Network Architecture:

  • Weight matrices \(W^{[l]}\) transform between layers
  • Hidden layers enable hierarchical feature learning
  • Deep networks compose multiple transformations

Training:

  • Forward propagation: sequential matrix operations through layers
  • Loss functions: MSE for regression, cross-entropy for classification
  • Backpropagation: chain rule computes gradients via matrix transposes

Convolutional Networks:

  • Kernels slide across spatial dimensions with weight sharing
  • Stride and padding control output dimensions
  • Pooling provides downsampling and translation invariance

Normalization and Tensors:

  • Batch normalization: normalize across batch dimension
  • Layer normalization: normalize across feature dimension
  • Tensors: multi-dimensional arrays with reshape, transpose, broadcast operations
Self-Check: Why does backpropagation use the transpose of the weight matrix when propagating gradients?

When propagating gradients backward from layer \(l+1\) to layer \(l\), we need to compute how changes in \(\mathbf{a}^{[l]}\) affect the loss. During forward propagation, we computed \(\mathbf{z}^{[l+1]} = W^{[l+1]}\mathbf{a}^{[l]}\).
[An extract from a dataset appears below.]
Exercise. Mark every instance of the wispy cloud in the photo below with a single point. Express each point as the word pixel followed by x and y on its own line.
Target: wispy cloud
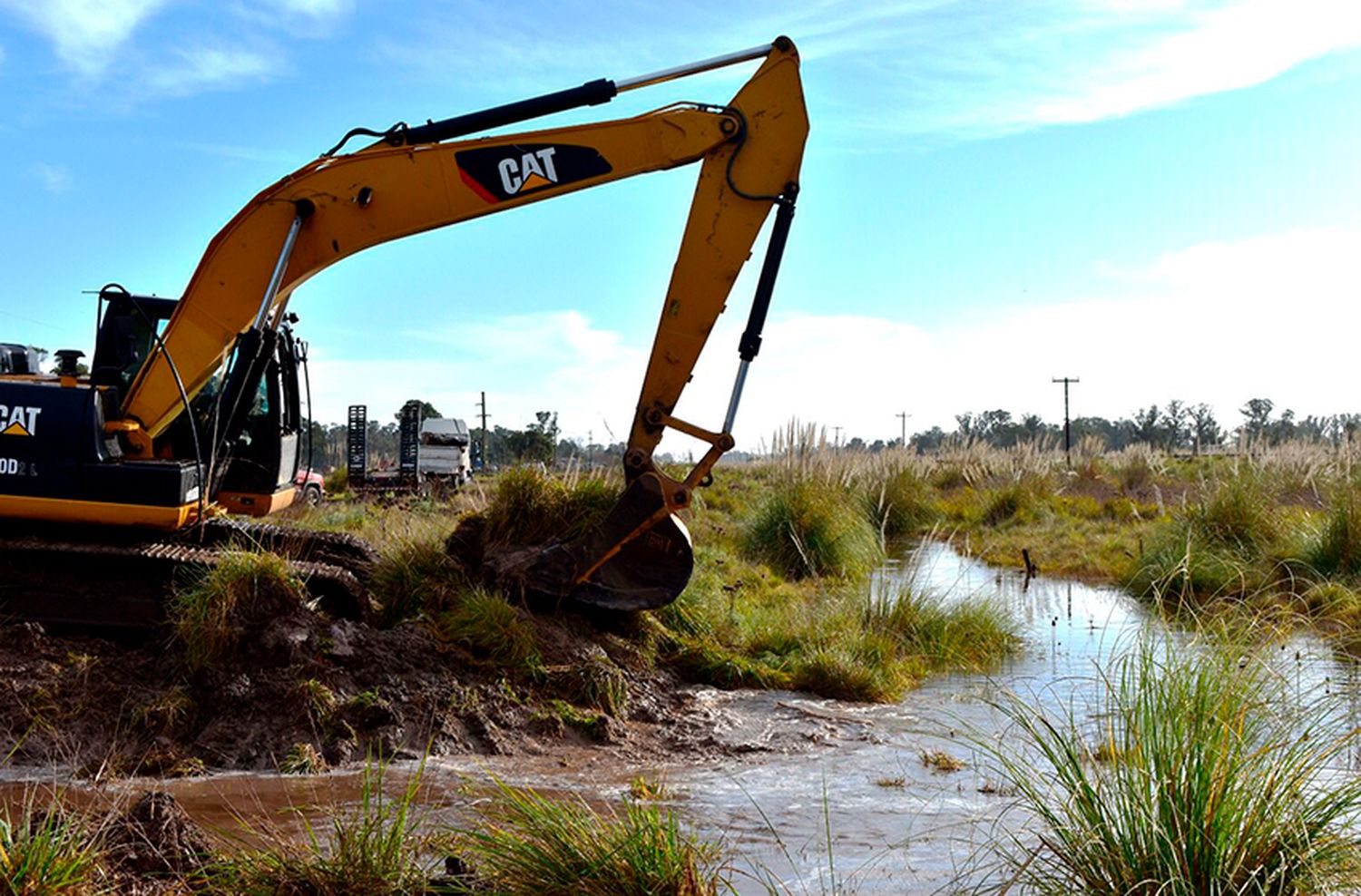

The Jacobian \(\frac{\partial \mathbf{z}^{[l+1]}}{\partial \mathbf{a}^{[l]}} = W^{[l+1]}\). By the chain rule, the gradient with respect to \(\mathbf{a}^{[l]}\) is \((W^{[l+1]})^T \delta^{[l+1]}\), where the transpose distributes the error from each output neuron back to the input neurons that contributed to it.